Telefonseelsorge will mit kostenloser App Suiziden vorbeugen

Smartphone-Angebot richtet sich sowohl an Menschen, die selbst Suizid-Gedanken haben als auch an Angehörige, Freunde und Kollegen, die Betroffenen helfen möchten oder die trauern, weil sie einen Menschen durch Suizid verloren haben. So möchte die Telefonseelsorge auch die Menschen erreichen, „die sich nicht trauen mit uns zu sprechen oder uns zu schreiben“

Mit ihrer neuen App „Krisen-Kompass“ möchte die Telefonseelsorge Menschen helfen, die akute Suizid-Gedanken haben, sowie Betroffene, die einen Menschen durch Suizid verloren haben. Auch wer einen Freund, Kollegen oder Angehörigen unterstützen möchte, weil dieser droht, sich umzubringen, findet in der App konkrete Hilfe.

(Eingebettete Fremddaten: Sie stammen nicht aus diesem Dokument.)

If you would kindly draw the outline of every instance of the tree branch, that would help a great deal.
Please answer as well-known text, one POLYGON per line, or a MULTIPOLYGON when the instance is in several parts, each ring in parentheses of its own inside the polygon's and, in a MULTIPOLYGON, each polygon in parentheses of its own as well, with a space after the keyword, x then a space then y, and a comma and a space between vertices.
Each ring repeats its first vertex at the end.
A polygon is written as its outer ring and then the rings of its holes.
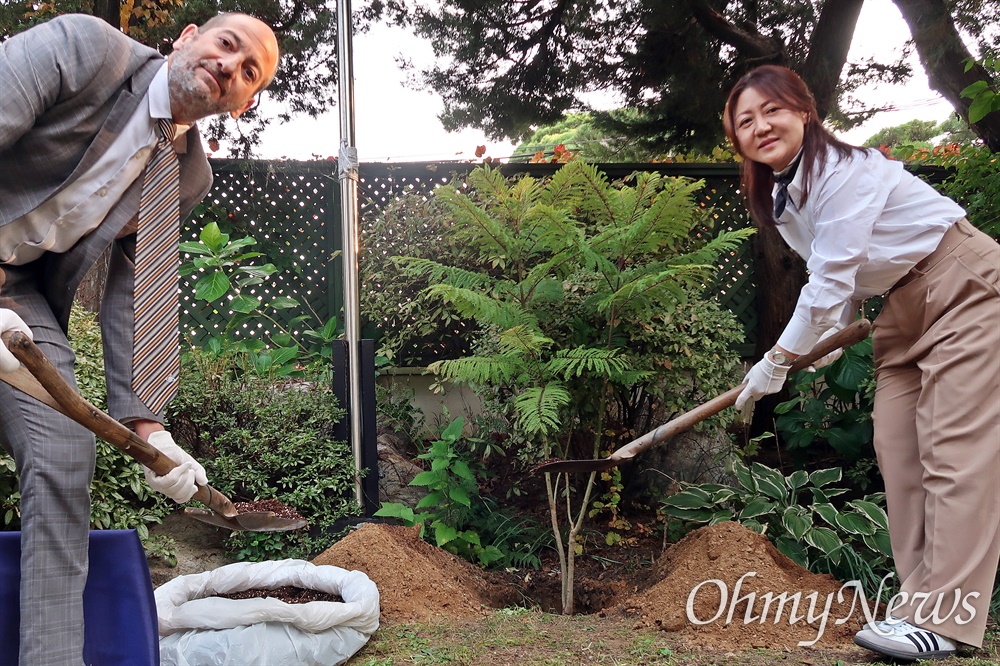
MULTIPOLYGON (((941 93, 968 122, 972 100, 962 97, 962 90, 976 81, 986 81, 996 90, 996 82, 979 65, 965 71, 965 61, 972 54, 955 28, 947 3, 944 0, 893 0, 893 3, 910 27, 930 87, 941 93)), ((1000 113, 987 114, 970 127, 991 151, 1000 151, 1000 113)))
POLYGON ((765 37, 759 32, 740 30, 722 13, 709 6, 708 0, 688 0, 688 6, 695 20, 709 35, 739 51, 751 67, 765 63, 787 62, 788 54, 780 38, 765 37))

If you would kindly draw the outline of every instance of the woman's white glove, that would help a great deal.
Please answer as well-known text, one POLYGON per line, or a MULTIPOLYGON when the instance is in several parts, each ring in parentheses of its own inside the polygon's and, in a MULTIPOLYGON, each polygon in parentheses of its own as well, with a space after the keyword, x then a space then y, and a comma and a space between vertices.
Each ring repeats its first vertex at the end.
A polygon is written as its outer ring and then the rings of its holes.
POLYGON ((169 432, 158 430, 150 434, 146 441, 177 463, 177 467, 163 476, 157 476, 153 470, 143 465, 142 471, 146 475, 146 483, 149 484, 150 488, 166 495, 178 504, 184 504, 198 492, 198 487, 195 484, 208 485, 205 468, 184 449, 177 446, 169 432))
MULTIPOLYGON (((7 331, 21 331, 31 338, 31 329, 13 310, 0 308, 0 334, 7 331)), ((14 372, 21 367, 21 362, 10 353, 7 345, 0 342, 0 372, 14 372)))
POLYGON ((765 355, 743 378, 747 386, 736 398, 736 409, 742 410, 748 401, 756 402, 765 395, 777 393, 785 385, 786 377, 788 366, 778 365, 765 355))

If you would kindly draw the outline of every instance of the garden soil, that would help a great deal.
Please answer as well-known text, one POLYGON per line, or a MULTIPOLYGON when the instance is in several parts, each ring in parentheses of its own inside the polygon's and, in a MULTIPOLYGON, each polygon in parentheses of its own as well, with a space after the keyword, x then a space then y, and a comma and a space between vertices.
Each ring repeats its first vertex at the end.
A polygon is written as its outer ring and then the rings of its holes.
POLYGON ((516 592, 420 538, 419 527, 363 523, 313 564, 362 571, 378 587, 382 619, 469 618, 516 603, 516 592))
POLYGON ((853 590, 838 602, 840 582, 810 573, 737 523, 688 534, 649 580, 611 612, 634 617, 637 628, 678 632, 690 647, 795 650, 820 634, 817 646, 834 647, 851 644, 864 623, 860 600, 852 609, 853 590))
MULTIPOLYGON (((366 523, 313 562, 366 573, 378 586, 382 618, 389 623, 477 617, 530 597, 530 590, 519 586, 518 580, 495 580, 493 574, 421 540, 418 528, 366 523)), ((578 592, 595 594, 600 592, 596 588, 606 588, 606 605, 600 616, 629 618, 637 629, 677 632, 691 647, 797 649, 797 643, 812 641, 820 633, 818 618, 828 601, 829 620, 822 627, 817 647, 851 644, 863 622, 858 605, 855 617, 835 624, 851 610, 851 595, 844 603, 837 602, 841 584, 803 569, 763 536, 736 523, 690 533, 670 547, 651 570, 636 572, 630 581, 603 578, 578 574, 577 579, 578 592), (704 581, 714 582, 698 587, 704 581), (738 581, 739 594, 734 595, 738 581), (749 597, 751 593, 755 596, 749 597), (775 600, 765 613, 761 597, 767 593, 775 600), (786 595, 783 606, 777 600, 780 594, 786 595), (734 596, 739 597, 737 602, 734 596), (718 617, 704 624, 689 621, 689 597, 698 621, 718 617), (727 616, 732 620, 727 622, 727 616)))

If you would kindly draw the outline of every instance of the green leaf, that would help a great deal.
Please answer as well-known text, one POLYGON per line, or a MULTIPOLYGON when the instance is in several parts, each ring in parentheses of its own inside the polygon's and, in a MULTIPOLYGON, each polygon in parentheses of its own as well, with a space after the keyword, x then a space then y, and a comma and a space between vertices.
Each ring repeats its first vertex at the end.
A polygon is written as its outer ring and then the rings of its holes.
POLYGON ((883 530, 889 529, 889 517, 885 515, 885 511, 879 505, 867 500, 854 500, 849 504, 865 514, 868 520, 875 523, 877 527, 883 530))
POLYGON ((434 539, 440 548, 449 541, 454 541, 458 536, 458 530, 439 521, 434 522, 434 539))
POLYGON ((678 509, 671 506, 664 507, 663 510, 674 518, 690 520, 696 523, 707 523, 712 520, 716 513, 711 509, 678 509))
POLYGON ((460 479, 465 479, 466 481, 475 481, 476 477, 472 474, 472 470, 469 469, 469 464, 464 460, 456 460, 451 464, 451 473, 460 479))
POLYGON ((218 252, 222 246, 229 241, 229 236, 219 230, 219 225, 209 222, 201 230, 201 242, 207 245, 213 252, 218 252))
MULTIPOLYGON (((968 69, 966 69, 966 71, 968 71, 968 69)), ((959 94, 962 97, 968 97, 971 99, 976 97, 977 95, 980 95, 981 93, 989 91, 989 89, 990 86, 986 81, 976 81, 963 88, 962 92, 960 92, 959 94)))
POLYGON ((411 486, 433 486, 442 481, 441 475, 437 472, 421 472, 410 481, 411 486))
POLYGON ((272 352, 275 365, 284 365, 299 355, 298 347, 279 347, 272 352))
POLYGON ((809 475, 809 480, 817 488, 822 488, 828 483, 836 483, 843 478, 843 470, 839 467, 829 467, 827 469, 818 469, 809 475))
POLYGON ((433 492, 430 493, 429 495, 424 495, 421 498, 421 500, 417 502, 417 506, 414 508, 423 509, 425 507, 436 507, 443 501, 444 501, 443 493, 433 492))
POLYGON ((797 469, 788 476, 787 481, 788 487, 796 490, 809 483, 809 473, 805 470, 797 469))
POLYGON ((986 91, 978 95, 969 105, 969 123, 978 123, 993 112, 993 97, 995 93, 986 91))
POLYGON ((805 509, 796 505, 787 507, 782 512, 781 525, 793 538, 799 540, 806 533, 806 530, 812 527, 812 520, 805 509))
POLYGON ((263 266, 241 266, 236 269, 238 273, 243 273, 253 278, 269 278, 278 272, 278 267, 274 264, 264 264, 263 266))
POLYGON ((459 532, 458 536, 465 543, 471 543, 474 546, 483 545, 482 540, 479 538, 479 532, 476 532, 475 530, 465 530, 464 532, 459 532))
POLYGON ((812 505, 812 510, 828 525, 837 527, 837 508, 835 506, 829 502, 817 502, 812 505))
POLYGON ((832 557, 844 543, 837 536, 837 533, 829 527, 813 527, 806 530, 803 539, 813 548, 817 548, 827 557, 832 557))
POLYGON ((465 428, 465 419, 459 416, 448 424, 448 427, 441 433, 441 439, 446 442, 457 442, 462 437, 462 430, 465 428))
POLYGON ((713 506, 711 498, 693 488, 682 490, 663 500, 665 506, 675 509, 707 509, 713 506))
POLYGON ((740 520, 743 521, 747 518, 756 518, 757 516, 763 516, 765 514, 771 513, 775 506, 774 502, 764 498, 764 497, 754 497, 747 505, 743 507, 740 511, 740 520))
POLYGON ((386 502, 382 504, 382 508, 376 511, 375 515, 384 516, 386 518, 399 518, 406 523, 407 526, 412 526, 415 518, 413 509, 396 502, 386 502))
POLYGON ((197 241, 184 241, 178 245, 178 248, 186 254, 212 254, 212 251, 204 243, 197 241))
POLYGON ((194 285, 194 296, 209 303, 222 298, 229 291, 229 278, 222 272, 215 272, 207 275, 194 285))
POLYGON ((482 552, 479 553, 479 562, 484 567, 488 567, 494 562, 502 560, 503 558, 504 558, 503 551, 493 545, 486 546, 486 548, 484 548, 482 552))
POLYGON ((781 475, 781 472, 761 463, 753 463, 750 466, 750 471, 757 481, 757 489, 760 492, 776 500, 788 499, 785 477, 781 475))
POLYGON ((275 310, 287 310, 289 308, 299 307, 299 302, 294 298, 289 298, 288 296, 278 296, 267 305, 275 310))
POLYGON ((875 533, 875 525, 868 518, 857 513, 841 513, 837 516, 837 526, 848 534, 875 533))
POLYGON ((462 506, 472 506, 472 499, 469 497, 468 491, 462 486, 452 486, 448 490, 448 496, 462 506))
POLYGON ((244 296, 240 294, 229 301, 229 309, 233 312, 242 312, 244 314, 250 314, 260 307, 260 299, 255 296, 244 296))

Die Telefonseelsorge habe die App für alle jene entwickelt, „die sich nicht trauen mit uns zu sprechen oder uns zu schreiben“, erklärt Dorothee Herfurth-Rogge, Vorsitzende der Evangelischen Konferenz für Telefonseelsorge und Offene Tür. „Wir hoffen, dass dieses niederschwellige Angebot das Rüstzeug an die Hand gibt, einen Krisenfall besser zu meistern.“

Im „Krisen-Kompass“ stehen Funktionen bereit, die auch in der Psychotherapie genutzt werden, zum Beispiel die Aufzeichnung von Stimmungen als Tagebuchfunktion oder das Anlegen eines sogenannten Safety-Plans. Dieser könne „in stabilen Momenten angelegt werden und ist sehr hilfreich, wenn man weiß, in der Krisensituation kann ich darauf zurückgreifen“, beschreibt Stefan Schumacher, Leiter der Hagener Telefonseelsorge und des bundesweiten Projekts „Krisen-Kompass“. Als Erste-Hilfe-Koffer für den Notfall könnten Nutzer in der App zudem persönliche Archive anlegen, um aufbauende Gedanken oder persönliche Fotos, Erinnerungen oder Lieder zu speichern. Erläuterungen von Entspannungstechniken sowie Kontakte für den Notfall wie die Telefonseelsorge und andere professionelle Anlaufstellen, geben konkrete Hilfestellungen in einer Krise.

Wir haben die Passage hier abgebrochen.